Diana's stepbrother found dead
Princess Diana's stepbrother has died from a suspected drugs overdose in a run-down travellers' hostel in Cambodia.
Adam Shand Kydd, 49, was staying in the red-light district of Phnom Penh when he was found dead yesterday, according to police sources.
The death of Mr Shand Kydd, who has a history of drug addiction and has been treated in clinics in Britain, will come as a further devastating blow to his stepmother, Frances Shand Kydd, 67.
She has recently been hospitalised with a debilitating brain disease and had to cope with the news last week that an American TV channel had broadcast pictures of her daughter Diana dying in the wake of her car crash in Paris.
Adam was the son of Peter Shand Kydd from his marriage to his first wife, Janet.
Peter left his wife and three children to marry Diana's mother after an affair which saw her leave her family, when Diana was only seven, for the millionaire.
Diana never became close to her stepfather and remained with her father, Earl Spencer, at their Althorp home.
Her mother divorced Mr Shand Kydd, who made his money from wallpaper manufacturing, in 1988.
However the couple remained close and she will be devastated at the death of her former husband's son.

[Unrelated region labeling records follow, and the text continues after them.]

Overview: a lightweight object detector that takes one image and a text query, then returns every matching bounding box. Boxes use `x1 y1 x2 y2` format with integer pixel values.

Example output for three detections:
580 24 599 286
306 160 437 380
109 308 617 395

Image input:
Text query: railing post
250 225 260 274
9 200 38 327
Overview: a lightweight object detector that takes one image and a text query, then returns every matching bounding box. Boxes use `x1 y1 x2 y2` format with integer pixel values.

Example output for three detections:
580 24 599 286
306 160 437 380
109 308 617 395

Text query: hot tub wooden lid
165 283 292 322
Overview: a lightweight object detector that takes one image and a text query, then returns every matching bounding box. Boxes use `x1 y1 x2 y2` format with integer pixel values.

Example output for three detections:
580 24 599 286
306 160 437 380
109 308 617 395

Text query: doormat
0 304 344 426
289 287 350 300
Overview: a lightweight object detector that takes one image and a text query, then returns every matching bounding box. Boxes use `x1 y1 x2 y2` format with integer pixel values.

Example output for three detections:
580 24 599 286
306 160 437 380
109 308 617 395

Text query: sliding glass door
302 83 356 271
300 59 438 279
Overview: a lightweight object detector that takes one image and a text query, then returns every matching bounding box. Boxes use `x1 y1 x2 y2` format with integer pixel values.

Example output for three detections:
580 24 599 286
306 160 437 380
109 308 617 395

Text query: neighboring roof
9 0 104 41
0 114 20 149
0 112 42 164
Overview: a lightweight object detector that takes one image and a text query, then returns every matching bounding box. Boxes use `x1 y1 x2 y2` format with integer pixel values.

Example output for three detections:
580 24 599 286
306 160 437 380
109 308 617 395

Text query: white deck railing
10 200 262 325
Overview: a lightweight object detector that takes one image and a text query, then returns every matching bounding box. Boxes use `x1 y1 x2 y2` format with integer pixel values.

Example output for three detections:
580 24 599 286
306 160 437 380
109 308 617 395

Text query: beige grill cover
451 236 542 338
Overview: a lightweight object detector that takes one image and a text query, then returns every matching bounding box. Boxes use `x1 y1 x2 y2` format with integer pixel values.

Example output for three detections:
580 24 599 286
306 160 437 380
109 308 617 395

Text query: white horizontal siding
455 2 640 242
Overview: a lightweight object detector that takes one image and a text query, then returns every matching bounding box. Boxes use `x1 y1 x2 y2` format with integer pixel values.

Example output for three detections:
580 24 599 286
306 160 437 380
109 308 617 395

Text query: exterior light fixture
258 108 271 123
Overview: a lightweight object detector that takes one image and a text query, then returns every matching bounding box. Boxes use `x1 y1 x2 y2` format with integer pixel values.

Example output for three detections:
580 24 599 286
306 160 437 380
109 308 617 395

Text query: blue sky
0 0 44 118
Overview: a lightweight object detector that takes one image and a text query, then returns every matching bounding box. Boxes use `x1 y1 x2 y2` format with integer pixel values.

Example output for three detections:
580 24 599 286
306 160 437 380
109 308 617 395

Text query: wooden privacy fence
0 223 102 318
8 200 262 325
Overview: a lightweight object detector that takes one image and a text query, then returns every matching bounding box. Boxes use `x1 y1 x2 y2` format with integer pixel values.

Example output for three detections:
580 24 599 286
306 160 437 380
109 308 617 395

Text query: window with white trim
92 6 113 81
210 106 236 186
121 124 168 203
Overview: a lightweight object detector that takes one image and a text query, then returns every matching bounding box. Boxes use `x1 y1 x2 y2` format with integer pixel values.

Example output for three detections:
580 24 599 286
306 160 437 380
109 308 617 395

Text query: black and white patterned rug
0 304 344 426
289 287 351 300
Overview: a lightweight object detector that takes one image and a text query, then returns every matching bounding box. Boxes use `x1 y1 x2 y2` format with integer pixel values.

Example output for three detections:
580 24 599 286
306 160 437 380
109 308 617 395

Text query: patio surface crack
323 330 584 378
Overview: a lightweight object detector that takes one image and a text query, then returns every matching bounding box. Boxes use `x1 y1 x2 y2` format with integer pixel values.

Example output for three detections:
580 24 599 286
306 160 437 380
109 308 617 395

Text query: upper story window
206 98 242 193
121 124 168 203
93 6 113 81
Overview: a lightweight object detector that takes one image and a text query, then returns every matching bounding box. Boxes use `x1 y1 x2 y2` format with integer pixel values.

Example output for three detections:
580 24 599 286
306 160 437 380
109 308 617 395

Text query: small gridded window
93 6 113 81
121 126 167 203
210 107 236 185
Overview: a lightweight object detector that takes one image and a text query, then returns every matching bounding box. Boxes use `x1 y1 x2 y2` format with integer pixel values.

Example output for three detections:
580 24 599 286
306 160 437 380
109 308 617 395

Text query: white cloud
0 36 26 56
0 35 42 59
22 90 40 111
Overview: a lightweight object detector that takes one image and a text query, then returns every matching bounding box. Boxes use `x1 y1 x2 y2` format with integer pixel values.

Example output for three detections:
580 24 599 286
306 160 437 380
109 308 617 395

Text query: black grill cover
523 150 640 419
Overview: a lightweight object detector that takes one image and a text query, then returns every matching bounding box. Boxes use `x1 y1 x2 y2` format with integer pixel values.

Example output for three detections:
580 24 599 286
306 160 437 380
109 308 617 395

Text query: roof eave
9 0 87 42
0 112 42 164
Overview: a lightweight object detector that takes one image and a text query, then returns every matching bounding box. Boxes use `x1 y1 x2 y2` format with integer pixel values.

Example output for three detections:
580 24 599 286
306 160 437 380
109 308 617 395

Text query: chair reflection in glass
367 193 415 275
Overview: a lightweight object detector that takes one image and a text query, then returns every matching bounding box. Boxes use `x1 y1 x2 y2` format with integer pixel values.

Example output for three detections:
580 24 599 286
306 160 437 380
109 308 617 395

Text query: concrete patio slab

Ambulance driver Yim Mongul said: 'When I picked up the body I saw blue bruises on his arms and on his whole body. I assumed he overdosed on drugs.'
Eyewitnesses said a representative from the British Embassy went to the scene as well as local forensic police.
It is thought that Mr Shand Kydd's passport was found in the room.
No statement has been issued by the British Embassy.
A police chief at Psar Thmei police post confirmed the incident and said the man was a tourist.
In the 1980s Adam Shand Kydd was a regular on the London social scene and he became a writer. His first novel, Happy Trials, came out in August 1984.
The comedy is about two gay men who live peacefully in East Anglia until they are drawn into plots of religious fanaticism. It received mixed reviews.
Mr Shand Kydd is said to have begun drinking when he failed to get his second novel, State of Siege, a comedy about fringe theatre, published.
In 1988 he was admitted to a specialist dependency unit, Broadreach House in Plymouth, where he was believed to be battling a long-term drink problem.
During the course of treatment which cost £5,000, he helped with household duties, including cleaning toilets, washing dishes and vacuuming.